Go up to a land flowing with milk and honey; for I will not go up in your midst, lest I consume you on the way, for you are a stiff-necked people. (Ex 33:3)
After the Israelites worshiped the golden cow, God said that He would not go with the people, but would send an angel instead. So, God showed the Israelites that their perverseness made this severe punishment necessary for them. However, even in His judgment, He remembered to show mercy to them. The Ten Commandments and related laws defined Israel’s relationship with God. To obey those laws was to act righteously, because such obedience maintained the covenant between God and His people. As David wrote, “He made known His ways to Moses, His acts to the children of Israel. The Lord is merciful and gracious, slow to anger, and abounding in mercy” (Ps 103:7-8).
So the LORD said to Moses, “I will also do this thing that you have spoken; for you have found grace in My sight, and I know you by name.” And he said, “Please, show me Your glory.” (Ex 33:17-18)
After the Israelites worshiped the golden cow, Moses spent forty days and nights interceding for the people. Finally, God honored Moses’ bold intercession, and He promised to restore His relationship with Israel. Yet Moses was still not satisfied, and He wanted more in his personal relationship with God. We may have been Christians for many years, but have we ever really longed for some personal experience or direct knowledge of God? We all ask for personal blessings, but how much do we desire to know God Himself? That is what Moses asked for: “Show me Your glory”.
Let us hold fast the confession of our hope without wavering, for He who promised is faithful. (Heb 10:23)
Prayer sometimes tarries, for God often has His own timing in answering our prayers.
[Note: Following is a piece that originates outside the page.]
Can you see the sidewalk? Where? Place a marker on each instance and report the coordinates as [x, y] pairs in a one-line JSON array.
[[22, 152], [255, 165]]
The best time for God to answer our prayers could be days, months, or even years later.
Who serve the copy and shadow of the heavenly things, as Moses was divinely instructed when he was about to make the tabernacle. For He said, “See that you make all things according to the pattern shown you on the mountain.” (Heb 8:5)
The tabernacle was a sacred place where God met the Israelites during the forty years they wandered in the wilderness. God commanded Moses, “And let them make Me a sanctuary, that I may dwell among them. According to all that I show you, that is, the pattern of the tabernacle and the pattern of all its furnishings, just so you shall make it” (Exodus 25:8-9). To this end, God gave very specific instructions. There was such precision as to the sizes, the colors, and the materials of various parts to be used in the construction of the tabernacle. This was to show God’s authority and holiness, and people could only come to God on God’s terms, not on their own. The Israelites had to follow God’s blueprint not only in the construction of the tabernacle, but also in the way they worshiped.
Being confident of this very thing, that He who has begun a good work in you will complete it until the day of Jesus Christ. (Phil 1:6)
The church at Philippi was a consistent encouragement and blessing to Paul. He rejoiced every time he remembered the Philippian believers because of their participation in the gospel. He had confidence that God would complete the good work in them.